Le système fonctionne.
Les femmes sont aussi en danger
Le sujet des mineur·es fait couler beaucoup d’encre, mais je me dois quand même d’attirer l’attention sur cette deuxième résolution qui vise à interdire l’accès aux espaces féminins – toilettes, vestiaires, prisons et sports – aux femmes trans.
Les femmes cis qui pensent sincèrement qu’elles seront plus en sécurité sous un tel régime oublient quelque chose : c’est qu’il ne suffit pas d’adopter des règles, encore faut-il les appliquer. Et ça risque d’être assez terrifiant d’aller aux toilettes à l’aéroport quand les contrôleur·euses de l’Agence des services frontaliers vont faire leur inspection au milieu d’un numéro deux.
Et c’était le congrès du gros bon sens, nous dit-on.

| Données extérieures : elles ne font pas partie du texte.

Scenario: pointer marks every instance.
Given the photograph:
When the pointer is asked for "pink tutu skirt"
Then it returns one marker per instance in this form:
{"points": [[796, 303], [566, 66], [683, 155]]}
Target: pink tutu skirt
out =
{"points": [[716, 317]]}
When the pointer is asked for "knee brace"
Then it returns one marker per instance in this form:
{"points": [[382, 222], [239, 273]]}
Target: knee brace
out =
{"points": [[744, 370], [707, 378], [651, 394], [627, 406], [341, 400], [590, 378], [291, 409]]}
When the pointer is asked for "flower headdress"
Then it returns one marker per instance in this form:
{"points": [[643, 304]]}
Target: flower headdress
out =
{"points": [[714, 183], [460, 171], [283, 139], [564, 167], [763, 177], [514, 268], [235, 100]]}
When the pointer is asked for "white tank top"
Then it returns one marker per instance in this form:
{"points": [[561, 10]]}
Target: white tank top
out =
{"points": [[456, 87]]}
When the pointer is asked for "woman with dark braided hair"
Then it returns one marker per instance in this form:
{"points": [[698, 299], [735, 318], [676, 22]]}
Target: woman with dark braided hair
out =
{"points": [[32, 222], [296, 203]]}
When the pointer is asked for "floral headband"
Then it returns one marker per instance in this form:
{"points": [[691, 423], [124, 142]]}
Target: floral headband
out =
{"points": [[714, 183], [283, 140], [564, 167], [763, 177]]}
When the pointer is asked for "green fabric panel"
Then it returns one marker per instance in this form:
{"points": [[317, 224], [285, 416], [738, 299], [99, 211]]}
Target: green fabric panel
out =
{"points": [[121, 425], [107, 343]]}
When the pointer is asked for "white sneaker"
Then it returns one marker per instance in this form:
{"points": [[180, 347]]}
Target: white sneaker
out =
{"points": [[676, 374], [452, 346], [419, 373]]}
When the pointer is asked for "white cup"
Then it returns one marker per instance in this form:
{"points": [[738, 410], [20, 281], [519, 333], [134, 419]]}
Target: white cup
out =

Pas de panique, on serre les rangs
Le PCC a toutes les chances de remporter les prochaines élections et, selon moi, leur avance actuelle dans les sondages et moins pertinente dans l’analyse que le bon vieux principe canadien de l’alternance du pouvoir. L’heure est venue. Et rappelons-nous qu’illes ont terminé en première position du vote populaire aux dernières fédérales.
Pourtant, comme c’est notre autonomie corporelle et notre sécurité qui sont en jeu, nous ne pouvons pas nous permettre un échec, peu importe le parti au pouvoir. Ça va nous prendre une stratégie d’un océan aux autres.
Quel hasard, quand même, que le plus grand rassemblement d’organismes 2SLGBTQIA+ au pays se tienne à Ottawa la fin de semaine suivant le congrès conservateur. Un acte de la providence sans doute… ou bien il y a des gens au Réseau Enchanté qui lisent les nouvelles, qui sait?
Que vous adhériez ou non à la stratégie qui sera déployée dans les prochains mois, je vous invite tout de même à rester à l’affût pour orienter vos propres initiatives. Nous aurons besoin d’une diversité de tactiques et nous ne pouvons pas nous permettre de nous nuire mutuellement ou de dédoubler les efforts, étant donné nos ressources limitées.
Ça va nous prendre une stratégie d’un océan aux autres.
Ne cédons pas à la panique. Tout ça n’est qu’un moment de plus dans la guerre que la droite mène déjà contre nous. En réalité, une déclaration aussi publique ne fait que renforcer notre propre position puisque nous ne nous battons plus contre des moulins : nos ennemi·es agissent à visage découvert, illes ont des noms et des adresses.
Et aux soi-disant allié·es : s’il vous plaît, arrêtez vos analyses à deux balles à propos de l’exceptionnalisme québécois ou canadien et prenez-nous au sérieux. Faites pression sur vos élu·es, vos patrons, vos conseils d’administration, vos associations, vos facultés, vos syndicats, vos partis, etc.
Il est encore temps d’endiguer cette vague de haine.